Doppelbudget 2013/14 – eine gefährliche Drohung

Plattform 25 wird nicht zusehen, wie der Sozialstaat völlig demontiert wird.

Eine „gefährliche Drohung“ ist für die Plattform 25 die Ankündigung von Finanzlandesrätin Vollath, für 2013 und 2014 ein weiteres Doppelbudget mit Kürzungen im Ausmaß von 100 Millionen für jeden Haushalt erstellen zu wollen. „Schon mit dem Doppelbudget 2011/12 wurde die Grenze des Zumutbaren für weite Bevölkerungsschichten längst überschritten“, kritisieren Yvonne Seidler und Gerhard Zückert, die SprecherInnen der Plattform 25. Von den Kürzungen des letzten Doppelbudgets wurden gerade die Menschen besonders hart getroffen, die die Unterstützung der Gesellschaft am meisten benötigen, also sozial Schwache, Kinder und Jugendliche und deren Familien und Menschen mit Behinderungen.

„Die Einschnitte sind so massiv, dass sogar die UN-Kinderrechtskonvention und UN-Konvention für Menschen mit Behinderungen in mehreren Punkten verletzt werden.

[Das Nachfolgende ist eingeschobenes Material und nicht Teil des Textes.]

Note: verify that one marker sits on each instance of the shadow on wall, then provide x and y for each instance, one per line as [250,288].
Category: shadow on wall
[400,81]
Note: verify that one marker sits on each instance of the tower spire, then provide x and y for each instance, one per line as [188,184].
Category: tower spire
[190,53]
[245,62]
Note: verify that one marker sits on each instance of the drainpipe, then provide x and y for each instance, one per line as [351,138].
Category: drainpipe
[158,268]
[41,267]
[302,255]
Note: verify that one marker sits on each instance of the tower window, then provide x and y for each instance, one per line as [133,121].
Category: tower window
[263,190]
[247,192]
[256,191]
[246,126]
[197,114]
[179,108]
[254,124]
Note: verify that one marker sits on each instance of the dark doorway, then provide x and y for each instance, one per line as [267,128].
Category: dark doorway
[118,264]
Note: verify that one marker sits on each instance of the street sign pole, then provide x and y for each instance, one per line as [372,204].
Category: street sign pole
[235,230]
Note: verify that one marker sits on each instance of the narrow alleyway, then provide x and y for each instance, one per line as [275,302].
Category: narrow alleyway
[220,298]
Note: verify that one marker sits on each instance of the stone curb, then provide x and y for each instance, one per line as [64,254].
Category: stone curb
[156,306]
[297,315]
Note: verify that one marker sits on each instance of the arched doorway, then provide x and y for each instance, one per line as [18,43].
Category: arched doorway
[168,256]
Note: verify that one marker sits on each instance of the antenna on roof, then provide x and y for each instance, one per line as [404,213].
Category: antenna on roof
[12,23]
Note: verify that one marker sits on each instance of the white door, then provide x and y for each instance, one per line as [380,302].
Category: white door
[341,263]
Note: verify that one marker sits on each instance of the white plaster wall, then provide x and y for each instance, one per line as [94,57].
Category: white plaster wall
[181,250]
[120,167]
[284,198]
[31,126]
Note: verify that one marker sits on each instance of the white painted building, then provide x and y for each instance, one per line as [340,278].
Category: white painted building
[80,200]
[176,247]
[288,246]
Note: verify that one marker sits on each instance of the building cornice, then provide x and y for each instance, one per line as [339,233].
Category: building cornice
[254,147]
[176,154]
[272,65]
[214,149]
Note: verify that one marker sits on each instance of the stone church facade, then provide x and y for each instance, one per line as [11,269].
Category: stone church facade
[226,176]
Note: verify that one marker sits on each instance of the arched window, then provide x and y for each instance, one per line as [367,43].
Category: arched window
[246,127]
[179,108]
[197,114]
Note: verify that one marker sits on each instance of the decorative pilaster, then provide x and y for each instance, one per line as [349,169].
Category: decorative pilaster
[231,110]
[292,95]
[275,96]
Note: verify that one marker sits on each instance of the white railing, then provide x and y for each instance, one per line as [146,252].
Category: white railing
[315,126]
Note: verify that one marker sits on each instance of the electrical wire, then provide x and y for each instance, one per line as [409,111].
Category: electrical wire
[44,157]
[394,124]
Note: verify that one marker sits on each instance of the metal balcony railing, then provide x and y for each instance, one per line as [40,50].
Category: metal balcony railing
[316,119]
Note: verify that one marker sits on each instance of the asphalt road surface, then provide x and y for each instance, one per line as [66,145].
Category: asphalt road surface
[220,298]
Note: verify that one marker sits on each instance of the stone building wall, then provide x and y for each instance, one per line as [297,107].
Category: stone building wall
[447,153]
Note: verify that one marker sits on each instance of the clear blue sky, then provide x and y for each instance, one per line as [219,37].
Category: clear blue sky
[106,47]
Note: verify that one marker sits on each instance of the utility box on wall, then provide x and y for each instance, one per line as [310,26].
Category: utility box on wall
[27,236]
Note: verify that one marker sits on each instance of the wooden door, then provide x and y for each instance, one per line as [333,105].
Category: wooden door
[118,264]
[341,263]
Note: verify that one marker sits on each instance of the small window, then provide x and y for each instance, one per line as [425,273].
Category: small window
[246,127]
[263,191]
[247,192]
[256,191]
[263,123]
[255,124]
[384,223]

Was wollen die selbst ernannten Reformpartner den Steirerinnen und Steirern noch alles wegnehmen?”, fragen sich Seidler und Zückert.

Besonders provokant: Während der Sozialabbau in voller Härte fortgesetzt werden soll, wird auf einnahmenseitige Maßnahmen weiter großzügig verzichtet, ist nach wie vor genug Geld da um ganze Alpenzüge zu untertunneln oder Schicki-Micki-Veranstaltungen mit einem Vielfachen des angepeilten Kürzungsvolumens zu sponsern, und hunderte Millionen in ein korruptes und krankes Finanzsystem zu pumpen. „Diese ungerechte Verteilung unseres Steuergeldes von unten nach oben, das die wirklich Vermögenden schont und die breite Bevölkerung auspresst, muss ein Ende haben!“, so die Plattform.

„Sollte die Landesregierung an ihren Kahlschlagplänen festhalten, wird es massive Protestaktionen geben“, kündigen Yvonne Seidler und Gerhard Zückert an und bekräftigen die Forderung der Plattform 25 nach einer bedarfsgerechten Erhöhung der Budgetmittel für Kultur, Soziales, Frauen, Bildung und Gesundheit.

„Wir werden nicht schweigend zusehen, wie der Sozialstaat völlig demontiert wird!“ versichern die beiden PlattformsprecherInnen.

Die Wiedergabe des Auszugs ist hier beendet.